Drug-target binding affinity prediction with docking pose physics

Accurate prediction of drug–target binding affinity (DTA) is crucial for drug discovery and virtual screening. Traditional docking scoring functions often provide poor estimates of binding affinity. In this work, we leverage docking poses to improve DTA prediction. We model protein–ligand binding interactions using MACE, an SO(n) equivariant graph neural network, which captures detailed atomic environments. Binding regions are defined by spatial proximity, incorporating both ligand and protein atoms. MACE is then trained on these atomic graphs to enhance affinity estimation accuracy. Docked poses are generated using DiffDock, a diffusion-based blind docking algorithm. We demonstrate that incorporating the top-10 ranked docking poses during training as a form of data augmentation yields better performance than relying solely on the top-ranked pose. Furthermore, ensembling predictions across the top-10 poses improves robustness by mitigating the impact of misranked conformations. To further refine binding affinity predictions, we integrate additional physical and chemical descriptors. These include MACE-based binding predictions, neural potential energy estimates, molecular fingerprints, and DFT-based energy calculations of the binding poses. Ligand descriptors are combined with target representations derived from the pre-trained protein language model ESM. An ablation study evaluates the contribution of each feature types using LightGBM (Light Gradient Boosting Machine), highlighting the current limitations of machine-learned physical descriptors based on predicted docking poses.

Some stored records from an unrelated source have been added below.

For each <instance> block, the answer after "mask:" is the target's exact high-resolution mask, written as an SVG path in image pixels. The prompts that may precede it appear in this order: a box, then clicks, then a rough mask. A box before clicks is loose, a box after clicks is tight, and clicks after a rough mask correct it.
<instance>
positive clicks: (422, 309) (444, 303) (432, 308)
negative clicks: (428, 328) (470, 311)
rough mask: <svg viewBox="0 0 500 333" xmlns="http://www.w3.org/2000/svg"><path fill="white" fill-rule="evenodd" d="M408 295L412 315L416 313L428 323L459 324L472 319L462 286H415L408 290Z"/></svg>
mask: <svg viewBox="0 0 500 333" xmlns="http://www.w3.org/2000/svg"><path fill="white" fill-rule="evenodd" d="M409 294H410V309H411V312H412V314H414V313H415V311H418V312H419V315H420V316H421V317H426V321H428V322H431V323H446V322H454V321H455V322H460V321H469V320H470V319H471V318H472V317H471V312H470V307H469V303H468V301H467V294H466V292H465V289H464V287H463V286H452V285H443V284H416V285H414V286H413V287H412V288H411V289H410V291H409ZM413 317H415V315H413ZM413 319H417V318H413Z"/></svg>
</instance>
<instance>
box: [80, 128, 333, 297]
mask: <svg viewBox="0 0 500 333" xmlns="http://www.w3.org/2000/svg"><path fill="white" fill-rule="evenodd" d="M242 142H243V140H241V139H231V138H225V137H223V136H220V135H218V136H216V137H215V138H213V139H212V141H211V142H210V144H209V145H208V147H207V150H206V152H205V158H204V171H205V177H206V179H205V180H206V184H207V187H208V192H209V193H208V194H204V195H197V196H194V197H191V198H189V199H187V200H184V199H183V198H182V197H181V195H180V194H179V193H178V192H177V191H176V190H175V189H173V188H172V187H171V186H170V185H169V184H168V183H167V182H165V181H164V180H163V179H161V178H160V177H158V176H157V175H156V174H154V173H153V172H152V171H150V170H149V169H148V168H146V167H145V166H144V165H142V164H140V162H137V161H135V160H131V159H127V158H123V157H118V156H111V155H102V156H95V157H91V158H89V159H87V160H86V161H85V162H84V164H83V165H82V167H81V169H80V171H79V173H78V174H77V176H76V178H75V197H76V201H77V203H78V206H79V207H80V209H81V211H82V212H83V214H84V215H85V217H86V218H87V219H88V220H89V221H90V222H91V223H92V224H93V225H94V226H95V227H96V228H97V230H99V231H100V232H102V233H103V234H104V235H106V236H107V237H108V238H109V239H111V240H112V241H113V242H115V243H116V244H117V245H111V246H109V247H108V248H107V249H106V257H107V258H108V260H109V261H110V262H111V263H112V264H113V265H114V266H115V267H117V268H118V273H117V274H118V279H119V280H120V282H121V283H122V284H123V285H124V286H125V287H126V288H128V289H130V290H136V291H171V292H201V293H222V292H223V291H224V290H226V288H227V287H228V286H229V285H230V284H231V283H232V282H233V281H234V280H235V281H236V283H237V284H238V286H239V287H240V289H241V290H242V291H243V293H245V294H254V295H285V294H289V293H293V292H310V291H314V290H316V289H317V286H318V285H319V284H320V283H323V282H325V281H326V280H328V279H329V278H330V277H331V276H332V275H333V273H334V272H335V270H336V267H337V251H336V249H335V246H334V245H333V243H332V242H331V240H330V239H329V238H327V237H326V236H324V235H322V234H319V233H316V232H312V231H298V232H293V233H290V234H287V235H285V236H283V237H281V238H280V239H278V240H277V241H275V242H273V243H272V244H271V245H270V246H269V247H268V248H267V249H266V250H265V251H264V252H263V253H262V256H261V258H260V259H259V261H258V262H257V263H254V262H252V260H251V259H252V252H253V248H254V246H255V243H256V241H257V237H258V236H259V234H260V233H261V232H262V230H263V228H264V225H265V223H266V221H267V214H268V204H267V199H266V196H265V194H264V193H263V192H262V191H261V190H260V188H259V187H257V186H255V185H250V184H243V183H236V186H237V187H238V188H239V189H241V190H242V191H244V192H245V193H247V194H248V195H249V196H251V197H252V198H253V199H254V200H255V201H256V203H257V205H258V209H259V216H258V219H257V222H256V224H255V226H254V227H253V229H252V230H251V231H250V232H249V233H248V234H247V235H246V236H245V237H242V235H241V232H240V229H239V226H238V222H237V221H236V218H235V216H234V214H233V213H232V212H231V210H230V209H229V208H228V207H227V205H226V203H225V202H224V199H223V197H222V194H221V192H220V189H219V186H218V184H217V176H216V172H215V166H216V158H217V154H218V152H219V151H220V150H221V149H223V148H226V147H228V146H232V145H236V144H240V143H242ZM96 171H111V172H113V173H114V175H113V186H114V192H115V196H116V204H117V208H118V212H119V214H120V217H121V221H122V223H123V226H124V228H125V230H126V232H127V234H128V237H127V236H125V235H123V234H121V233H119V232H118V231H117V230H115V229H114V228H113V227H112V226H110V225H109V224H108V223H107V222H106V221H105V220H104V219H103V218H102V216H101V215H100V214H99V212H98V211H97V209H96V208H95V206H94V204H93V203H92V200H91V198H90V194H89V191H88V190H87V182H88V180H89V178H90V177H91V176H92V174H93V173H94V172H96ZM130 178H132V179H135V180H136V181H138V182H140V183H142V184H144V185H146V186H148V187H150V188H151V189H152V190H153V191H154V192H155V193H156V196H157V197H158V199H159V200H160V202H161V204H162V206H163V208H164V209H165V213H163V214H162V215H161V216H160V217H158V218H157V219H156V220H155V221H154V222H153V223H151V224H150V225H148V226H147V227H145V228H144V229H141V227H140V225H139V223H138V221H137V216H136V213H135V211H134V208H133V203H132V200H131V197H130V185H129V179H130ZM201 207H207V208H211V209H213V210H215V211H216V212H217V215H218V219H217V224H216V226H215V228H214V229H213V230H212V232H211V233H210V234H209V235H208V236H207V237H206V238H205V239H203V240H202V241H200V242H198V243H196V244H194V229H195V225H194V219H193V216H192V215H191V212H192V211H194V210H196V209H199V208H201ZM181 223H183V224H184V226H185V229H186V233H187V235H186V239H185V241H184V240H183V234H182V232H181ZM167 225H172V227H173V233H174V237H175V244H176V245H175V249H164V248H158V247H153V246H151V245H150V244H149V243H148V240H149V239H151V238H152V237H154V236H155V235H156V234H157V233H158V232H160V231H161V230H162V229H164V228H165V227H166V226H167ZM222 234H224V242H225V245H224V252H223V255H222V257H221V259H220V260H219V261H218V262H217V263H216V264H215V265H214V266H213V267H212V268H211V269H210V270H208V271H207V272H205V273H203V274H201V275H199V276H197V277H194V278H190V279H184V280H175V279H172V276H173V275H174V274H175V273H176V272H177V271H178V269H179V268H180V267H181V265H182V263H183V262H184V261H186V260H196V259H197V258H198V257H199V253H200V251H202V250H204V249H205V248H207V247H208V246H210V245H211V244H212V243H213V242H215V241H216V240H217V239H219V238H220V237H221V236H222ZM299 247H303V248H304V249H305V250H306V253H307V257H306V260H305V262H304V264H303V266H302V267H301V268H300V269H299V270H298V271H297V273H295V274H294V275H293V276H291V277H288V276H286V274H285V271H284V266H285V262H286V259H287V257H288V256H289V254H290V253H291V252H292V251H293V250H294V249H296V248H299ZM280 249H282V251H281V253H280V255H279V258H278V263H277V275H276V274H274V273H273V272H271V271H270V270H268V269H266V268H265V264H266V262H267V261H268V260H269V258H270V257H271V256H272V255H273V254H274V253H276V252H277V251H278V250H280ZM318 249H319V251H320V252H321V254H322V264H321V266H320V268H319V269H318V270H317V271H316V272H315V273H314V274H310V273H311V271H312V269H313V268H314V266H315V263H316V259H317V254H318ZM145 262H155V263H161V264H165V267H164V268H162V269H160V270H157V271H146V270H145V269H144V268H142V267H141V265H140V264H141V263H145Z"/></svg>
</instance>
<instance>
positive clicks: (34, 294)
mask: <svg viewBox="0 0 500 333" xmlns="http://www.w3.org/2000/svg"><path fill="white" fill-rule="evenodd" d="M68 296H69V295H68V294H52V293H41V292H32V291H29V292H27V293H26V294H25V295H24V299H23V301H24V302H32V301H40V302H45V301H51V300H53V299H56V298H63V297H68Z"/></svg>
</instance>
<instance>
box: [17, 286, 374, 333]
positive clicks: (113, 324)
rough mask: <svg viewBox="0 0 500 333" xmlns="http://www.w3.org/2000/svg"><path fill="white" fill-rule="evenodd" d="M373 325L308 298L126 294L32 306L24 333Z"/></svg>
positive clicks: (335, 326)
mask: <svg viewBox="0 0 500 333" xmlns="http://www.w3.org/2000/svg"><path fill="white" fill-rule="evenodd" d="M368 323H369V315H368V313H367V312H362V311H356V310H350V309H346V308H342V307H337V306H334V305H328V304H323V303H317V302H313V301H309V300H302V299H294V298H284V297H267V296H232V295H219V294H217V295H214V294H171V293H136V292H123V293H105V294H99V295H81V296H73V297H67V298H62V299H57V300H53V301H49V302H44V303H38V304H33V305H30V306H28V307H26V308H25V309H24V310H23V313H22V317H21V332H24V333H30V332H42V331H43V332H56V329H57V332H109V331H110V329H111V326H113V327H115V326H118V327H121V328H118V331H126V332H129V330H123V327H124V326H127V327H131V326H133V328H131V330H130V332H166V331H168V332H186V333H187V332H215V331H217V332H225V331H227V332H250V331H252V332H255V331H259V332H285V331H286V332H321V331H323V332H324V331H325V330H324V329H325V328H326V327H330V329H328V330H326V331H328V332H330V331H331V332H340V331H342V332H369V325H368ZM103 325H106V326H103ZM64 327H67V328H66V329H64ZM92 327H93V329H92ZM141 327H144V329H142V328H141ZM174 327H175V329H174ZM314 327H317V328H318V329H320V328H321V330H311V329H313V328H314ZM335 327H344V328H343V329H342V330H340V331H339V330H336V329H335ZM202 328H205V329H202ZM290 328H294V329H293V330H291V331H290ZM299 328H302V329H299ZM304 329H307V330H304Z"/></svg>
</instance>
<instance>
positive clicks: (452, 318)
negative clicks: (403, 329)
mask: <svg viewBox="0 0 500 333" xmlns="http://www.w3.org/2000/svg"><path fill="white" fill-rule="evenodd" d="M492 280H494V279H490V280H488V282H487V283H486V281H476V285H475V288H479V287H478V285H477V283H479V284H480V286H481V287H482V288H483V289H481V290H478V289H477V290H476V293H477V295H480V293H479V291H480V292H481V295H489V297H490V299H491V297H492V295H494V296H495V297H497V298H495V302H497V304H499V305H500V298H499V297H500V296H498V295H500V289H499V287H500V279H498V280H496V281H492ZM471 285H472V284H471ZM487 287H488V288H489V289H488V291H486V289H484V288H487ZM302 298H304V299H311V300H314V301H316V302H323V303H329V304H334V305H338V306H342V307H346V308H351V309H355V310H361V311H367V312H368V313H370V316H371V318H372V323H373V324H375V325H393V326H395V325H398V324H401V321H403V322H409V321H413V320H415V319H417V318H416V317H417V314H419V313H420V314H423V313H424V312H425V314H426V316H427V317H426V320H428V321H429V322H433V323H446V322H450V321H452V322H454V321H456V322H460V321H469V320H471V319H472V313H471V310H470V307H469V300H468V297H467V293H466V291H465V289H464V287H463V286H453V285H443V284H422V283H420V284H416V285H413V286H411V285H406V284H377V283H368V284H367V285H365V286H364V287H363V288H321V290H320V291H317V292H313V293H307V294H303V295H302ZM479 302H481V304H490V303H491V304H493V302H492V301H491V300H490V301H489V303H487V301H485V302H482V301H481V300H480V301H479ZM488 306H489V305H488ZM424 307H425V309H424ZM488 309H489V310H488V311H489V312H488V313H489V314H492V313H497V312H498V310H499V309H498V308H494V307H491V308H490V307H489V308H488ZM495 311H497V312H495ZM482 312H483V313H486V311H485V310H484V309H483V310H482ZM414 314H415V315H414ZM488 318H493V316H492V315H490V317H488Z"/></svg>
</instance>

We refer to our integrated framework as DockBind. We evaluate DockBind on the Davis dataset, which focuses on kinase–inhibitor binding affinities. Our results underscore the value of combining physics-informed docking pose information with machine learning for improved DTA prediction. Future directions include generalizing the approach to other protein families and further optimizing docking pose selection strategies.